According to the notice, this move impacts nearly 200 employees at Volta who live and work across over a dozen U.S. states. While it didn’t mention him by name, the notice included Hastings’ title as part of this group, and it’s unclear what role he’ll play with Shell USA moving forward.
It also remains unclear if this move is merely a name change or if Shell USA intends to modify Volta’s operations and technology as part of the shift. Shell USA’s spokesperson said that this is part of the integration process between the two companies, and that the WARN notices were sent out to Volta’s staff as a precautionary measure, as the “majority” of them have been offered roles at Shell or its subsidiaries.
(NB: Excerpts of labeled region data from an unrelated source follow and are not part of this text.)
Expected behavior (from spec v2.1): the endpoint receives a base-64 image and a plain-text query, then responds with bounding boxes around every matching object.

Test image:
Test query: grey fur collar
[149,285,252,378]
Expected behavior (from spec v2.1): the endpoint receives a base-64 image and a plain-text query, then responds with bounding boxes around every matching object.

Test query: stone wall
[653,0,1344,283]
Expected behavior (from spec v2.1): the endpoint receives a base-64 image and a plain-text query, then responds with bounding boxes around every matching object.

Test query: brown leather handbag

Shell USA agreed to acquire Volta last January. Volta’s chargers, which are located in 35 states and territories, feature large-format digital advertising screens and the company’s proprietary PredictEV platform, which uses behavioral science and machine learning to help commercial property owners, cities and electric utilities plan EV infrastructure.
When the deal closed in March 2023, Istvan Kapitany, global executive vice president of Shell Mobility — whose resignation announcement coincides with this shift — highlighted Volta’s ability to generate advertising revenues from the screens embedded into its chargers.
Shell’s takeover of Volta’s operations comes amid the company’s broader plans to divest 1,000 convenience stores outside of the U.S. by 2026. Shell executives have said these plans are tied to its multi-billion dollar program to upgrade its retail network with low-carbon energy solutions, including a heavy focus on electric vehicle charging stations.
Houston-based Shell USA markets fuel at about 14,000 Shell-branded gas stations in 49 states and owns nearly 250 c-stores in the U.S.